If planting between June and early July from self-raised or bought plants, allow 10 x 10 in. or 9 x 9 in., if mid to late July allow 7×8 in., and for planting up to around the third week of August, allow 5 x 5 in. and take only one stem (without stopping). It helps to give even growth if plants are ‘graded’ into sizes when planting. Beds should be approxi-mately 4 ft. 6 in. to 5 ft. wide.


Plants generally make rapid growth under warm greenhouse conditions, and stopping is carried out a week or so after planting for all but the single stem crop. Regular watering is essential, as also is liquid feeding, the emphasis being on potash or nitrogen, according to whether growth is soft or hard respectively. Support is best achieved by means of 6 in. mesh netting of either hessian or plastic strained on supports, and this is gradually raised as the plants grow. Stringent pest and disease control is essential, and adequate ventilation should be given constantly, maintaining temperatures in the 55-60°F. Region, especially during bud formation time around September and October.

Flowering period will extend from October until Xmas, or later according to variety, this depending on what is called the response group. This is a technique invaluable for the cut flower enthusiast, but it will be found that a little practical experience is worth a great deal. Both standard and spray varieties can of course be grown. Apart from cut flowers, pots of dwarf spray chrysanths can be grown on the same principle, 3 to 5 plants per 6-in. Plastic half-pot, following much the same timing.

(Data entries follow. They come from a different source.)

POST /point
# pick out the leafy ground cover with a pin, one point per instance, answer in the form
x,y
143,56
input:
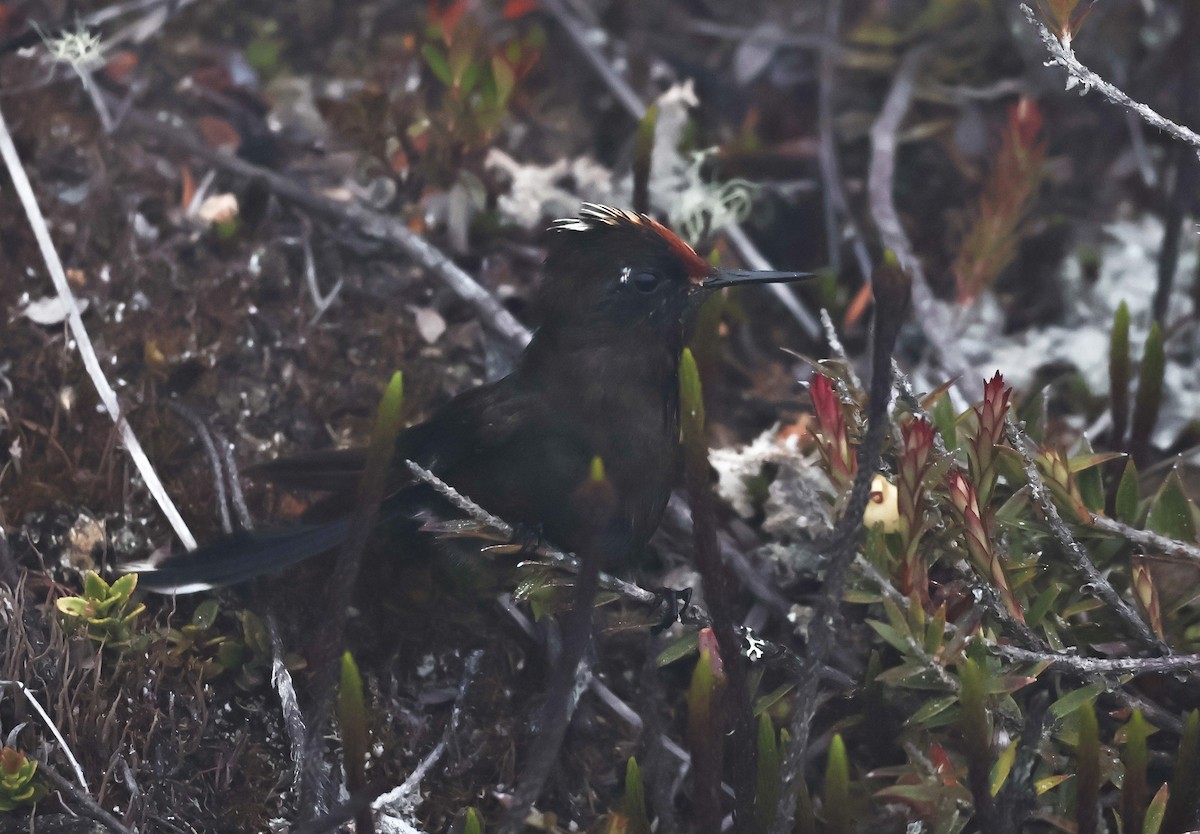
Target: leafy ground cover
x,y
252,204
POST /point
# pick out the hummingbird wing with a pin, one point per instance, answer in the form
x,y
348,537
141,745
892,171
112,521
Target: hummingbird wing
x,y
498,444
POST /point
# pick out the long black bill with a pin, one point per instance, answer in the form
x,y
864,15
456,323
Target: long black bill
x,y
732,277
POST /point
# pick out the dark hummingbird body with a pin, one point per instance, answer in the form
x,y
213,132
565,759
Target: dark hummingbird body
x,y
599,378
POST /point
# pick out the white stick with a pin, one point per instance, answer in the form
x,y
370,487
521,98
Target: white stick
x,y
1062,54
90,361
54,731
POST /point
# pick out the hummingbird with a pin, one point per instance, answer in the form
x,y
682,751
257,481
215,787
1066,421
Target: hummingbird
x,y
599,378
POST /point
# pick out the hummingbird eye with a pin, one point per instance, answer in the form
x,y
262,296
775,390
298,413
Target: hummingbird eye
x,y
643,280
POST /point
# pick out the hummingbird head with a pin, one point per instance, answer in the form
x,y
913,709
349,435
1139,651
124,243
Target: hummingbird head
x,y
621,269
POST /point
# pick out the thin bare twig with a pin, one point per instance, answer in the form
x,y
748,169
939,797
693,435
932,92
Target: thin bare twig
x,y
87,352
837,207
915,647
1062,54
385,229
210,450
54,731
838,349
237,497
1074,663
396,799
934,316
289,705
89,805
1080,561
1157,541
483,516
892,295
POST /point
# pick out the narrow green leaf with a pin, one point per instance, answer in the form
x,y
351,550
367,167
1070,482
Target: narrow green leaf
x,y
1033,412
1150,389
691,400
766,798
643,147
1134,787
929,709
1087,769
352,718
1153,822
1074,700
946,421
892,636
437,61
837,796
1170,510
681,648
1128,495
1086,467
1119,373
205,615
1181,808
1002,767
94,587
973,715
1042,605
634,804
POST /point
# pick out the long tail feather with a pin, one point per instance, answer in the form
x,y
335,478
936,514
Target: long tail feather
x,y
239,558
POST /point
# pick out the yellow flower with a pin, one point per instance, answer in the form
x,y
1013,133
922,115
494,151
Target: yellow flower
x,y
883,507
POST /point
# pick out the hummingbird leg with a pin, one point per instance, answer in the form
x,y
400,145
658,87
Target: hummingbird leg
x,y
677,603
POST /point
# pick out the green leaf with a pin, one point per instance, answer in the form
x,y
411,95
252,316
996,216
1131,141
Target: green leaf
x,y
1128,495
973,715
94,587
469,78
691,401
205,615
1119,372
352,718
1150,387
1087,475
634,803
683,647
75,606
1157,810
946,421
892,636
1170,510
1087,769
1033,412
124,587
837,795
1002,767
1042,605
929,709
1135,757
765,702
766,798
504,78
438,64
1181,808
1074,700
1050,783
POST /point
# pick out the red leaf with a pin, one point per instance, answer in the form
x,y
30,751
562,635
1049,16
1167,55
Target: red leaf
x,y
517,9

Based on the principle that certain chrysanths only form their flower buds when the daylight is less than 144- hours, this is also a technique which is widely practised commercially. Both bed and pot culture can be practised, in the first case in 5 ft. wide beds, in the same manner as described for direct planting, and for pot culture on either open or capillary type benches, usually 5 young plants being planted per 6-9 in. ‘half-pot’ or seed pan. The border soil must be of good quality and regularly changed or steam sterilised, not only to avoid disease but to reduce build-up of chemicals or plant toxins. This can in fact create cultural difficulties for the amateur, as chemical sterilisation is not often feasible for a number of reasons. With pots John Innes No. 2 or U/C Summer Mix should always be used. Temperature must be accurately controlled in the region of 55-60° F. if growth is to be maintained. Facilities must also be available for a line of 60 watt tungsten filament lights centrally situated over the beds at a height of 5 ft., (4 ft. apart) and also a framework of wires for supporting black polythene shading, so that by either lighting or shading the plants the photoperiodic impulse can be adjusted according to the time of year to either induce the plant to develop vegetatively (by simulating a day length of more than 14| hours) and initiating flower buds by bringing it below 144 hours by shading.